Or a lot of times I’ll do a mix of all 3 distances in one workout. I’ve learned you don’t need that much volume with this stuff, either. 4, 400s is a great workout, provided you are pushing yourself in those sprints and timing yourself to improve or at least maintain from previous workouts. The older I get, the worse the “risk-reward” ratio gets with doing short distance sprints, so stuff above 100 meters allows me to get the high-intensity work in without too many injuries.

In my experience, the top three most heinous things I’ve done in terms of exercise are:

  1. 400m all out sprint
  2. 2000m C2 erg time trial
  3. 20 rep squat

The last 100m of the 400m sprint, I literally could not feel my legs or arms. Good times.

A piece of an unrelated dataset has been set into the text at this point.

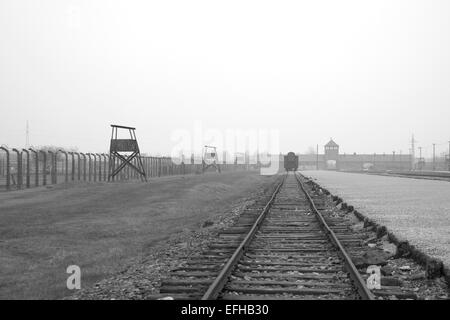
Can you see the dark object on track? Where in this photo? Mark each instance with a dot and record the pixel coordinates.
(291, 162)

I have been running barefoot on the beach 400 m sprints for almost a year now. I am 6’5’', 205, 51 with no real running experience. I started out running the 400 in about 75-78 seconds. Now I break a minute most times and have run 57-58 quite a few times. I usually rest about 3-4 minutes in-between.

It shreds me and I need to eat more to keep weight on. I run a reverse pyramid based on my on practice and studies with extreme training that also does not stress the CNS.

The most unsuspected part though has been how much more open my lower back, hamstrings and upper back have become since sprinting. But there were lots of weird aches and pains all over my lower body until I figured out how to sprint effectively.